Despite all the buzz about smarketing, most businesses still underperform. In a recent survey, SiriusDecisions found that 58 percent of companies have “poor” operational alignment between sales and marketing. They outline four key areas for improvement:
- Planning: Collaborate on revenue goals, budgets, go-to-market plans, resources, and investments.
- Lead management: Agree on a system for capturing, nurturing, qualifying, and converting leads, and allocate specific responsibilities to each team.
- Data management: Ensure lead data is accurate and accessible to both teams through their respective information systems.
- Measurement: Decide which metrics to track, which data sources will feed strategic analysis, and how often to run reports.

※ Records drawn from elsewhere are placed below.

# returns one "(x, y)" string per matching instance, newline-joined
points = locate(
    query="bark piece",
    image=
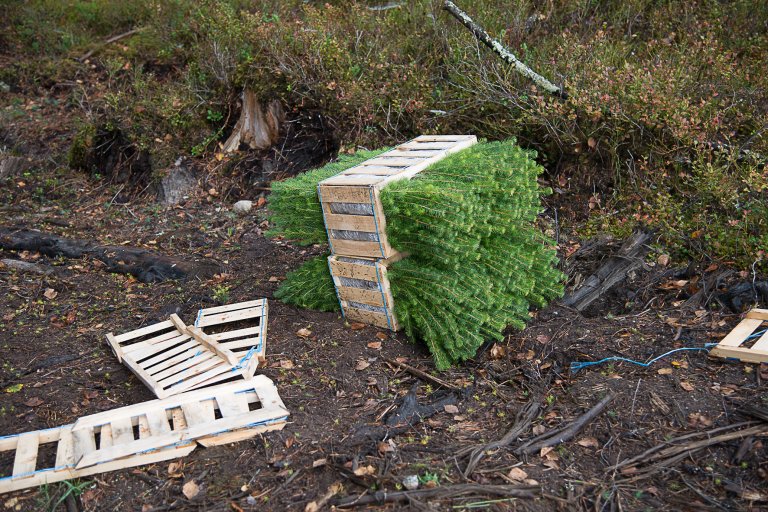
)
(147, 266)
(258, 127)
(612, 272)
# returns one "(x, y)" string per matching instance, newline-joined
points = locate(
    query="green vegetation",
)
(310, 286)
(294, 204)
(665, 125)
(476, 262)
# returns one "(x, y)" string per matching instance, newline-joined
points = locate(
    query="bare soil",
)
(56, 367)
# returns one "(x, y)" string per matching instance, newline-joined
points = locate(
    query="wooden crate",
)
(734, 345)
(170, 357)
(144, 433)
(363, 290)
(354, 217)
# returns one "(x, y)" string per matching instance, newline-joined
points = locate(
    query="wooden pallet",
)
(354, 217)
(733, 345)
(363, 289)
(145, 433)
(170, 357)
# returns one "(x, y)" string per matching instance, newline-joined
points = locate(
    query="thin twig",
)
(564, 434)
(423, 375)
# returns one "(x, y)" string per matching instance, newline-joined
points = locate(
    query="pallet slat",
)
(733, 345)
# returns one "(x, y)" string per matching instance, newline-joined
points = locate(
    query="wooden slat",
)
(393, 161)
(746, 355)
(739, 334)
(761, 343)
(83, 443)
(25, 461)
(67, 472)
(375, 170)
(191, 432)
(105, 436)
(158, 422)
(761, 314)
(138, 333)
(233, 307)
(333, 194)
(356, 248)
(368, 317)
(196, 414)
(65, 449)
(237, 333)
(122, 430)
(428, 145)
(351, 222)
(212, 344)
(352, 270)
(361, 179)
(361, 295)
(230, 316)
(144, 351)
(232, 404)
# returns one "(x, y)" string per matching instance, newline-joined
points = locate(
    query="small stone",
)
(411, 482)
(242, 207)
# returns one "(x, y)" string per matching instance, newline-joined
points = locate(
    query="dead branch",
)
(146, 265)
(423, 375)
(450, 491)
(523, 420)
(113, 39)
(501, 51)
(612, 272)
(668, 456)
(565, 434)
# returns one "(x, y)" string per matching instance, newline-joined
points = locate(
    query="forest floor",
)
(338, 385)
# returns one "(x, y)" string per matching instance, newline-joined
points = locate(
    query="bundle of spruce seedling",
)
(476, 261)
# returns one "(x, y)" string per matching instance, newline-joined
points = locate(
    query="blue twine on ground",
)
(576, 366)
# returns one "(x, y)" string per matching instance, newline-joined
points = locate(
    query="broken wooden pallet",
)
(735, 345)
(352, 210)
(144, 433)
(171, 357)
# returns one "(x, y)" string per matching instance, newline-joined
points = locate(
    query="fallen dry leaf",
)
(34, 402)
(517, 474)
(190, 489)
(588, 442)
(497, 351)
(174, 470)
(364, 471)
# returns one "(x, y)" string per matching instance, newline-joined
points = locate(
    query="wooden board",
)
(240, 328)
(190, 416)
(363, 183)
(748, 341)
(171, 357)
(376, 293)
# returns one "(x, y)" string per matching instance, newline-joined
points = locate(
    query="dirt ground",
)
(56, 367)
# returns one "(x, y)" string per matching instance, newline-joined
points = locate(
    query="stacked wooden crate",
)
(356, 224)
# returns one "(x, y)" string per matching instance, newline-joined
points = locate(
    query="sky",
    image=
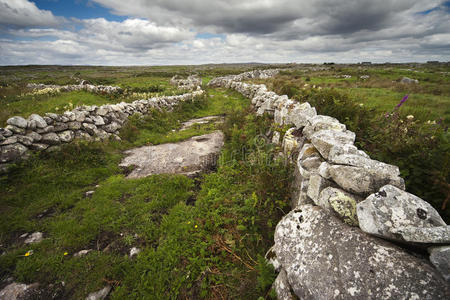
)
(170, 32)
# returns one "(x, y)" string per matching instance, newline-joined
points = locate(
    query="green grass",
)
(57, 104)
(423, 107)
(207, 250)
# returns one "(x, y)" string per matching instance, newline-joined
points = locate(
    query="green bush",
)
(419, 149)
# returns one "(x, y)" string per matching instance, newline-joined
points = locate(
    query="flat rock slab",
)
(204, 120)
(188, 157)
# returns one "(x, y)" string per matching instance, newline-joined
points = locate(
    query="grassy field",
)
(211, 249)
(137, 82)
(413, 135)
(199, 237)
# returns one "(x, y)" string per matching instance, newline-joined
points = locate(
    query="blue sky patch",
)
(81, 9)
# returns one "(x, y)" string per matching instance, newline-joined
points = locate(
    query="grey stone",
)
(428, 235)
(15, 129)
(54, 148)
(66, 136)
(90, 128)
(60, 126)
(52, 116)
(35, 237)
(70, 115)
(325, 259)
(341, 203)
(98, 121)
(10, 140)
(51, 139)
(12, 152)
(47, 129)
(99, 295)
(301, 114)
(74, 125)
(282, 287)
(440, 258)
(17, 291)
(25, 140)
(391, 208)
(291, 143)
(324, 170)
(324, 140)
(82, 135)
(276, 138)
(6, 132)
(187, 157)
(111, 128)
(17, 121)
(79, 117)
(346, 149)
(48, 120)
(316, 184)
(321, 122)
(101, 134)
(271, 258)
(38, 146)
(35, 136)
(31, 125)
(102, 111)
(362, 180)
(39, 121)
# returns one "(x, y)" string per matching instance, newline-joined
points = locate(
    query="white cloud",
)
(164, 32)
(23, 13)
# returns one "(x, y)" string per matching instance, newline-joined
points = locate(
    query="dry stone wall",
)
(37, 133)
(347, 210)
(191, 83)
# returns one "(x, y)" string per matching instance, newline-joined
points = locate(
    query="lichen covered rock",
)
(392, 211)
(325, 259)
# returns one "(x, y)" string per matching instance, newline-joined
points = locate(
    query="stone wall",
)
(37, 133)
(353, 231)
(191, 83)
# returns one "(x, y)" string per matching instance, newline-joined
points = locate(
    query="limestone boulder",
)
(341, 203)
(12, 152)
(364, 180)
(321, 122)
(326, 259)
(66, 136)
(17, 121)
(50, 139)
(38, 120)
(398, 215)
(282, 287)
(440, 258)
(316, 184)
(324, 140)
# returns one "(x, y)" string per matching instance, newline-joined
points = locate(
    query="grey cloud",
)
(23, 13)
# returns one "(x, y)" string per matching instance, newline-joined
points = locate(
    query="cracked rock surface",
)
(187, 157)
(325, 259)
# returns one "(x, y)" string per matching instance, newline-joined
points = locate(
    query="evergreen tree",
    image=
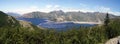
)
(106, 20)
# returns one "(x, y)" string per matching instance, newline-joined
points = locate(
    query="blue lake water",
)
(55, 25)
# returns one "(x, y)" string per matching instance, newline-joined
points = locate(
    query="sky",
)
(26, 6)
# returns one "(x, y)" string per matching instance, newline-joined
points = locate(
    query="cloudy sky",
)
(25, 6)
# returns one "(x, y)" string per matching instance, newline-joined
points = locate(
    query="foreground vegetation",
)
(13, 33)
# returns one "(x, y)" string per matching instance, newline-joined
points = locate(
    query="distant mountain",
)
(6, 20)
(60, 16)
(13, 14)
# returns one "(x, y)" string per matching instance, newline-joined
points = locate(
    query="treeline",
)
(92, 35)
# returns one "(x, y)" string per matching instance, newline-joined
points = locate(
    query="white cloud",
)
(49, 8)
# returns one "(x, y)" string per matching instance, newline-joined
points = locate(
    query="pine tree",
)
(106, 20)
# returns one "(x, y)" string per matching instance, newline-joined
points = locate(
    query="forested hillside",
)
(84, 35)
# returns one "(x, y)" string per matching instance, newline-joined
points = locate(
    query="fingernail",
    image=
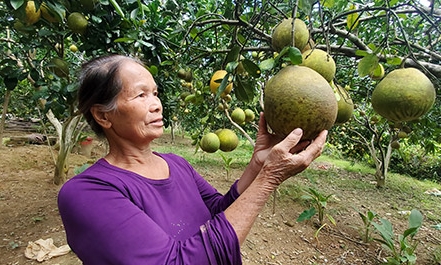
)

Why Smarketing is Valuable
As a byword, smarketing doesn’t mean much outside of the break room. But as a business strategy, it offers some distinct advantages. Here are four things you’re missing out on if you aren’t smarketing:
1) More qualified leads
According to MarketingSherpa, 73 percent of all B2B leads are not sales-ready. If your sales and marketing teams get on the same page about lead scoring and qualification, you’ll likely see a rise in the percentage of qualified leads delivered (even if the overall volume decreases). That’s because marketers know what content to create and how to promote it in a way that helps sales reps start rewarding conversations. Better qualified leads = higher conversion rates = more revenue.
2) A shorter sales cycle
B2B companies that practice “smarketing” (wittingly or unwittingly) have 24 percent faster revenue growth, on average. This rapid growth can be attributed, in part, to a shorter sales cycle. When sales can draw from a pool of qualified leads and obtain insight about those leads (channel source, first click, firmographics, browsing behavior, etc.) before they reach out, it takes less time and effort to get a final handshake.
3) Wise spending
In a smarketing model, marketing is subservient to sales. Their content, campaigns, and channel strategies are all aligned with — even accountable to — the needs of the sales team. Brand awareness, retention, and loyalty are still important parts of the marketing paradigm, but the main goal is to bring financial return. This shift in priorities forces marketers to trace campaign spend to specific business outcomes and trim fat where necessary.
4) No more silos
Unlike the traditional configuration where marketing and sales only collaborate amongst themselves, smarketing creates a single communication loop for both departments. This happens first on a strategic level, by including sales stakeholders in marketing meetings, emails, and shared documents (and vice versa), especially when prospects, leads, or revenue goals are being discussed. Then it happens on a technical level, through integrated systems (CRM and lead generation software) that exchange data in real time. In this open environment, the separation between marketing intelligence and sales intelligence will quickly dissolve.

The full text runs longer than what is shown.